Des résistances fertiles autour d’un bien commun

« Au cours des dernières décennies, le continent européen a été soumis à un ensemble de facteurs impactant fortement l’agriculture : politiques agricoles et alimentaires, accords de libre-échange, politiques de libéralisation et énergétiques dominées par le marché, projets miniers et d’infrastructures, et vagues d’urbanisation. Les exemples sont légion, de l’actuelle PAC et du manque de mécanismes adaptés de régulation des marchés et des prix, aux divers textes législatifs nationaux, ou au changement croissant d’usages des sols. Cette accumulation de facteurs a conduit à l’industrialisation du système agricole et à la marchandisation de sa composante fondamentale : la terre. Les principales conséquences de cette grande transformation des zones rurales européennes sont nombreuses : la chute vertigineuse du nombre d’agriculteurs ; la concentration des terres entre les mains d’un petit nombre ; le vieillissement de la population agricole ; la volatilité des prix qui empêche les agriculteurs de gagner décemment leur vie ; la disparition de terres agricoles ; la dégradation rapide des sols et des écosystèmes, et l’utilisation de la terre comme monnaie d’échange dans la libre circulation des capitaux. »

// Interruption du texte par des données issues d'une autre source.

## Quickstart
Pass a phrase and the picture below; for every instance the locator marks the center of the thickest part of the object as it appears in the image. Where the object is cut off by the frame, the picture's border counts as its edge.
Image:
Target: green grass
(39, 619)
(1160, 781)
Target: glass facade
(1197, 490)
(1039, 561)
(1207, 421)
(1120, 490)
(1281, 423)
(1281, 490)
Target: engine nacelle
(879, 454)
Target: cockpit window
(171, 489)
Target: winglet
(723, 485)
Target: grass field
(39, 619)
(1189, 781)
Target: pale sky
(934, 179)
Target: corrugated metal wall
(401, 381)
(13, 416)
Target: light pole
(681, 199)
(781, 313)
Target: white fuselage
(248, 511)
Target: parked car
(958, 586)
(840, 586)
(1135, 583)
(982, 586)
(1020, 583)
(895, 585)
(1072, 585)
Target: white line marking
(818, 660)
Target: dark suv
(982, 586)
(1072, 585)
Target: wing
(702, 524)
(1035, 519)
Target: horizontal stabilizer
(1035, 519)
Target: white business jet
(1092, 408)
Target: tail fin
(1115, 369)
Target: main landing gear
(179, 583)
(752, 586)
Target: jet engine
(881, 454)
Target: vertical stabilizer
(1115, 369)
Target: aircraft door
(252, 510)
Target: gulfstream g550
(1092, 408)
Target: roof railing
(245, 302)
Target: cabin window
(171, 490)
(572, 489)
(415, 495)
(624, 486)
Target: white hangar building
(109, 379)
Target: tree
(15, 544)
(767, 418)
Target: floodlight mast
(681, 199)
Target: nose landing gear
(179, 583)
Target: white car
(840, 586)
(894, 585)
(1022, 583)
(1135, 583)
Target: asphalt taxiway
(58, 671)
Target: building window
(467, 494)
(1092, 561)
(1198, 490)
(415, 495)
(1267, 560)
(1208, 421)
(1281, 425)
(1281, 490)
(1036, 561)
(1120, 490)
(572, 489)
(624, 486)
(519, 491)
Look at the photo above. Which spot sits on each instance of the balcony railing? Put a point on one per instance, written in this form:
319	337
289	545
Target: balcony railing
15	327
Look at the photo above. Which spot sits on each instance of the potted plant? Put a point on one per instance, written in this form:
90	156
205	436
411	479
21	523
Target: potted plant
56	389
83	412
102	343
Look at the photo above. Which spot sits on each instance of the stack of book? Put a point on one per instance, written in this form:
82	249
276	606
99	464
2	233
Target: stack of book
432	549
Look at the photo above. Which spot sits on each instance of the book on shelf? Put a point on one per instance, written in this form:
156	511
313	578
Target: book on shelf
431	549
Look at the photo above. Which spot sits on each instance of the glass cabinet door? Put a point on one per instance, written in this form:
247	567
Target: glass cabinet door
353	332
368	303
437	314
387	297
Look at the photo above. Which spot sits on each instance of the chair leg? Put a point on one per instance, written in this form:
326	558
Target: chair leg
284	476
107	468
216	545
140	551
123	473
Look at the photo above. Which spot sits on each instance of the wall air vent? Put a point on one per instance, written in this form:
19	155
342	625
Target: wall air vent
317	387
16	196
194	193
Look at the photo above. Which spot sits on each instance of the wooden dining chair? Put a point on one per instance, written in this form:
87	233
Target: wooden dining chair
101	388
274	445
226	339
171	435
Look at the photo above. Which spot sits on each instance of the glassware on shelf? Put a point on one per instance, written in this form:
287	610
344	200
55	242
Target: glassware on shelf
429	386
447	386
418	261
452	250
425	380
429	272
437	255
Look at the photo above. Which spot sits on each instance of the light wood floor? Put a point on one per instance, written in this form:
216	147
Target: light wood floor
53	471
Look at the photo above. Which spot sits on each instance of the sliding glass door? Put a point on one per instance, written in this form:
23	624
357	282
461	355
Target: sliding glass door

En introduction, « La résistance est fertile : Stratégies locales pour préserver les terres agricoles et l’accès à la terre pour l’agriculture paysanne et agroécologique », les auteurs et autrices abordent la terre comme ressource et ce qui devraient en découler, le droit à la terre des communautés paysannes (article 17 de la Déclaration sur les droits des paysans et autres personnes travaillant dans les zones rurales (2018) – nations-unies-la-troisieme-commission-approuve-la-declaration-sur-les-droits-des-paysans-et-autres-personnes-travaillant-dans-les-zones-rurales/) et le fait que la majorité des pays européens a décidé de s’abstenir d’adopter ce texte historique.

Iels soulignent la « résistance fertile » contre l’industrialisation de l’agriculture et la marchandisation des terres, « Malgré les difficultés, ces luttes démontrent qu’il existe des manières de protéger les terres agricoles en tant que ressource collective fondamentale, en offrant un accès à la terre pour les jeunes, les travailleurs ruraux sans terre, les néo-agriculteurs et l’agroécologie, tout en luttant contre l’accaparement, la concentration et la destruction des terres ». Iels discutent de souveraineté alimentaire, de modèle alternatif de production « écologiquement durable et socialement juste », de cas de résistance, de l’accès des femmes à la terre…

« Ce manuel vise ainsi à fournir aux groupes de militants pour la terre de l’espoir, de l’inspiration et des connaissances pratiques sur diverses approches et options stratégiques, à partir de témoignages et d’expériences de terrain. Pour chaque approche, plusieurs exemples illustrent différentes applications concrètes, donnant un aperçu clair des outils qui peuvent renforcer les luttes pour la terre au niveau local ».Les approches proposées couvrent de nombreux sujets que je ne peux aborder en détail, des exemples de luttes et d’organisations alternatives permettent d’illustrer les possibles…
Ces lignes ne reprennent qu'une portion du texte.